Upstate student Michael Enechukwu, Class of 2017, and Kristi Griffin, education specialist at Upstate Golisano Children’s Hospital, developed the Peds Pals program. This year’s program includes 21 students, who team up to mentor 10 patients. Each Peds Pal is connected to the patient’s school to ensure that they are providing appropriate academic support and may visit the school on occasion. Likewise, patients have visited their pals at school, sometimes working on projects side-by-side in the Upstate Health Sciences Library.

“Often a school will require that there be interventions before they offer accommodations or assistance,” Griffin explained. “Some of our Peds Pals regularly go to the patient’s school to meet with teachers. I’m unbelievably impressed by the caliber of humanity and emotional commitment made by the medical students in this program.”

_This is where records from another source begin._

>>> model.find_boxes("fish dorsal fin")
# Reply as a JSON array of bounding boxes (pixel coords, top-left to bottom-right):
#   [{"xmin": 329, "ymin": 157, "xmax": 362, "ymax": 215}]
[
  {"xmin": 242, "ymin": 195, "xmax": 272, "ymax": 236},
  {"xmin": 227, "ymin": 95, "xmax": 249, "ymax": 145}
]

Griffin previously implemented a tutoring program that was staffed by retired teachers and Syracuse University students that consisted exclusively of tutoring sessions at the hospital. Because Upstate students staff the Peds Pals program, the relationship between a patient and their pal can include off-site activities, like a back-to-school shopping excursion or even a backstage experience at a Macklemore and Ryan Lewis concert.

Participation in the program is rewarding for the medical students. Former participant Sarah Kline, Class of 2016, says, “Outside of the hospital, we learn about what day-to-day life is actually like for the patient. This experience taught me how important it is to get to know my patient, and not just her disease and treatment course.”

Caption: Participants in the 2014-2015 Peds Pals program on a recent visit to the Water’s Center for Childhood Cancer and Blood Disorders. The Peds Pals are students at Upstate Medical University who work in pairs to tutor and mentor patients at the center. There are currently 10 patients receiving services from the program.